Маркуссен посмотрел на шефа несколько недоверчиво. Он получил коммерческое образование на предприятиях, которые хорошо умели пользоваться кредитом.
— Мы обратимся в государственный банк и получим столько денег, сколько нам потребуется, — сказал он, улыбаясь.
— Но… покрытие… валюта…
Тут уж Маркуссену показалось, что пора покончить с этой невинностью, и он четко и поспешно пояснил:
— Мы выписываем векселя в той сумме, которая нам в настоящий момент нужна, ну, скажем, на какую-нибудь фирму в Кристиании, сроком на шесть дней, учитываем векселя в Норвежском банке и посылаем почтой наш трехмесячный акцепт.
— Гм, да! Это мы могли бы сделать, — ответил профессор, но все дело было в том, что ему, так поздно втянувшемуся в коммерческие операции, такое жонглирование векселями было не под силу; все же предложение Маркуссена импонировало ему, и он охотно предоставил своему приближенному устроить все это дело.
Маркуссен выполнил свой план необычайно быстро и даже сам съездил в банк Кристенсена, чтобы иметь удовольствие сказать там несколько ловких дипломатических фраз.
Управляющий извивался, как змея, под уколами острого языка Маркуссена. Поистине безумие отрицать ценность бумаг, на которых стоит подпись «Карстен Левдал».
Но директор банка Кристенсен, стоящий в другом конце зала и притворявшийся, что рассматривает какие-то бумаги, принимал все происходящее с большим душевным спокойствием.

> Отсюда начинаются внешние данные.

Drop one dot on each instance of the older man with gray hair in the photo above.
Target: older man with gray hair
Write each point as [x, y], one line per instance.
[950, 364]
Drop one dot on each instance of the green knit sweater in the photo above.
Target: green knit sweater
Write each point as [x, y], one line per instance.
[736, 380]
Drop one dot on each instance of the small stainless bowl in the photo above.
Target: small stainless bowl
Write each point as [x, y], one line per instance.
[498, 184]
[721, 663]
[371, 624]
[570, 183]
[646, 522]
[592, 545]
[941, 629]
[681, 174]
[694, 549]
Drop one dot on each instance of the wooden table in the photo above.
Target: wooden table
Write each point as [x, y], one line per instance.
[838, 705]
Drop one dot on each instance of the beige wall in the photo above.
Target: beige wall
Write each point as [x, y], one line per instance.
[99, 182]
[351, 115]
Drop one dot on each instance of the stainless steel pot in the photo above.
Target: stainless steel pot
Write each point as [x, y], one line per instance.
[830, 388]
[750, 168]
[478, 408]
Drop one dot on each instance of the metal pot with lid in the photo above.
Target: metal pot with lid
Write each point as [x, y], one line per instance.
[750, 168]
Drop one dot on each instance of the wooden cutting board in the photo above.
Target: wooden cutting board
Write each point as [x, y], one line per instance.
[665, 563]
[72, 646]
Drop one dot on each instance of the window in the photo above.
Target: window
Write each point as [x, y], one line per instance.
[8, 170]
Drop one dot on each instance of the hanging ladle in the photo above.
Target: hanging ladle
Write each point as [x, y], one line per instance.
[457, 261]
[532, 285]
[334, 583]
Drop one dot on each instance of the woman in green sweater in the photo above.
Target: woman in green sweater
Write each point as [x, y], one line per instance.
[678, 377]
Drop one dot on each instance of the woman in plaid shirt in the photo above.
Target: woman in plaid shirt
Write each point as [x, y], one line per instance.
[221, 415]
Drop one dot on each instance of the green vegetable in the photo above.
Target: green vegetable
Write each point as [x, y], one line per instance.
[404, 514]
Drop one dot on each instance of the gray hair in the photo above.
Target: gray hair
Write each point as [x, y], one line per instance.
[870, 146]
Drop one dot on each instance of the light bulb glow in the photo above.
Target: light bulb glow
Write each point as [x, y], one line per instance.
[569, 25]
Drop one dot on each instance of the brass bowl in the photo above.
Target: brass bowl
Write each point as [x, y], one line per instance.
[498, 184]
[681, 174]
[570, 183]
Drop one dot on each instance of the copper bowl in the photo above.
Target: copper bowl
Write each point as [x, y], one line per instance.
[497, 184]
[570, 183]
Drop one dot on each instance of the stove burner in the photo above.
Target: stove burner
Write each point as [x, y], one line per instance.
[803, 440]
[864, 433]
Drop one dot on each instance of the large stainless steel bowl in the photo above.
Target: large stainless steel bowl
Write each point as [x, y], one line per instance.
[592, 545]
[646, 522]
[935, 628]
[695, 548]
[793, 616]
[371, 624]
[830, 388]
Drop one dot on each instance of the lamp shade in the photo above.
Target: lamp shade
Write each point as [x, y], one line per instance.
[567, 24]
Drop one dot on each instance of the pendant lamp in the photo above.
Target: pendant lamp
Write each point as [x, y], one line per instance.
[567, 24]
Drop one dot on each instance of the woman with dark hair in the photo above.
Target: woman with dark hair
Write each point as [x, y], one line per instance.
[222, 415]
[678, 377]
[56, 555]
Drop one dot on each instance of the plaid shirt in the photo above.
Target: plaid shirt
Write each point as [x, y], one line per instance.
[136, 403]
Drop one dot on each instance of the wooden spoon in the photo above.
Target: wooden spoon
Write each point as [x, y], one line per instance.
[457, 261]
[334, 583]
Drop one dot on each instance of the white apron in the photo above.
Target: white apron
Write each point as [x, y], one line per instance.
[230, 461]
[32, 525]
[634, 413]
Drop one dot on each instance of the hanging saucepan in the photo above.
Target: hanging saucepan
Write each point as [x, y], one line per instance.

Когда Маркуссен ушел, управляющий попытался было в самой вежливой форме выразить кое-какие сомнения по поводу излишней резкости предпринятых мер, но директор банка Кристенсен молча взял принесенные Маркуссеном деньги и поднес их к носу управляющего:
— Обратите-ка внимание на серию купюр! Новенькие! С пылу, с жару! Прямо из государственного банка!
— Да, но что же это значит, по мнению господина Кристенсена?
— А это значит, что деньги получены под личную подпись профессора! — шепотом ответил директор банка и вышел, не желая подвергаться дальнейшим расспросам.
Но несчастный управляющий всю оставшуюся половину дня ходил как ошарашенный; его вера и чутье директора банка была почти столь же тверда и непоколебима, как и его убеждение в солидности имени Карстена Левдала, и эта двойственность была причиной его мучительного беспокойства.
Однако он ни одной живой душе не сказал о том сомнении, которое Кристенсен посеял в нем.
Несмотря на то, что имя Карстена Левдала сияло в блеске растущей славы и силы, в этот момент зародились некоторые из тех мельчайших, невидимых глазу, миазмов, которые вдруг появляются еле уловимыми звуками разложения: шорохами, шепотами, смутными намеками, странными вопросами, сплетнями, пока вдруг, в яркой вспышке взрыва, самое имя окажется совсем иным — изуродованным, затоптанным, оплеванным, исковерканным и ничтожным.